Freeze-Thaw-Driven Multi-scale Quantification of Hydrothermal Thresholds for GHG Emissions in Arid-Region Saltwater Lake Buffer Zones Via GRNN
摘要
The changes in soil temperature and moisture due to freezing and thawing can modify the carbon and nitrogen release rates from soils in ecological buffer zones, affecting the carbon-nitrogen balance of lake wetlands in arid regions. This study selected the ecological buffer zone of saltwater lakes in arid areas as the research subject. Through in - situ monitoring and simulation via the Generalized Regression Neural Network (GRNN) model, the regulatory mechanisms of soil hydrothermal dynamics on CO₂, CH₄, and N₂O emissions were revealed. The results showed that: (1) The buffer zone overall acted as a CO₂ emission source (98,984.90 mg·m⁻²·h⁻¹) and a CH₄ absorption sink (− 6.36 mg·m⁻²·h⁻¹), where soils in aquatic habitats contributed 80.48% of CO₂ emissions, and CH₄ oxidation predominantly occurred in shallow soils (0–20 cm). (2) N₂O emissions (3.02 mg·m− 2·h− 1) decreased along the habitat gradient and shifted to uptake in sandy habitats. (3) The GRNN model identified key thresholds: when soil moisture content ranges from 1 to 8.4%, CO₂ emission peaks. CH₄ emission peaks at soil temperatures of 26–27.2℃ and soil moisture content of 4.2–16.6%. N₂O emission reaches its maximum at 15.5–24.4℃ and with moisture content below 9%. These findings highlight the role of soil hydrothermal changes in wetland carbon-nitrogen cycling, as well as the importance of soil moisture in regulating carbon emissions under a warmer, drier climate.

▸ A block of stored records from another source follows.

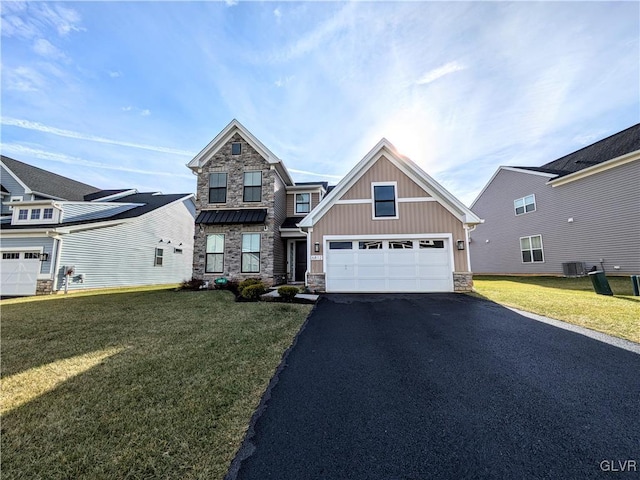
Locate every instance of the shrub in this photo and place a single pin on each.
(193, 284)
(287, 293)
(253, 291)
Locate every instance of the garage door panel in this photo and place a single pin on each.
(390, 269)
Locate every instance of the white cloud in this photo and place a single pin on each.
(21, 150)
(440, 72)
(46, 49)
(26, 124)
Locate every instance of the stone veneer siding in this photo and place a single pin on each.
(235, 166)
(462, 281)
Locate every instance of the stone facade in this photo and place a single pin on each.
(316, 282)
(249, 160)
(44, 287)
(462, 281)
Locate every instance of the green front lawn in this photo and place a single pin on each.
(142, 384)
(572, 300)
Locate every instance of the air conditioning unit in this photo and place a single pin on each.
(574, 269)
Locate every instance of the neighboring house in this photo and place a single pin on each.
(565, 217)
(100, 238)
(387, 226)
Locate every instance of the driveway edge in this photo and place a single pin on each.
(247, 447)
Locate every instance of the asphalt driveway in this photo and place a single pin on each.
(443, 386)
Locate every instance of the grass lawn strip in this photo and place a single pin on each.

Graphical AbstractThis graphical abstract presents research on the Ebinur Lake wetland buffer zone, a key area in arid ecosystems, integrating in-situ monitoring data from sandy, saline, and aquatic habitats. It interprets soil carbon and nitrogen emissions through analysis combining field observations with Generalized Regression Neural Network (GRNN) modeling. Key components include: data sources from in-situ measurements of CO₂, CH₄, N₂O fluxes and soil hydrothermal dynamics across habitat gradients, covering 144 sets of annual data from March to February; model application involving the integration of these 144 datasets—via the GRNN model—to explore the response relationship between hydrothermal conditions (with 1% changes) and soil greenhouse gases (CO₂, CH₄, N₂O), alongside the identification of critical hydrothermal thresholds; core results revealing significant correlations between greenhouse gas emissions from soils in different vegetation habitats and hydrothermal conditions: aquatic habitats dominate CO₂ emissions (80.48%), shallow soils (0–20 cm) drive CH₄ absorption, N₂O fluxes decrease along the aquatic→saline→sandy habitat gradient (with reverse absorption in sandy habitats), and the GRNN model identifies peak CO₂ emissions at 1–8.4% soil moisture, peak CH₄ emissions at 26–27.2℃ with 4.2–16.6% moisture, and peak N₂O emissions at 15.5–24.4℃ with < 9% moisture; conclusions indicating that hydrothermal dynamics regulate carbon-nitrogen cycles, with higher soil moisture critical for emission reduction under climate warming. This synthesis demonstrates how multi-habitat monitoring and machine learning clarify wetland biogeochemical responses, providing a basis for arid region climate mitigation strategies.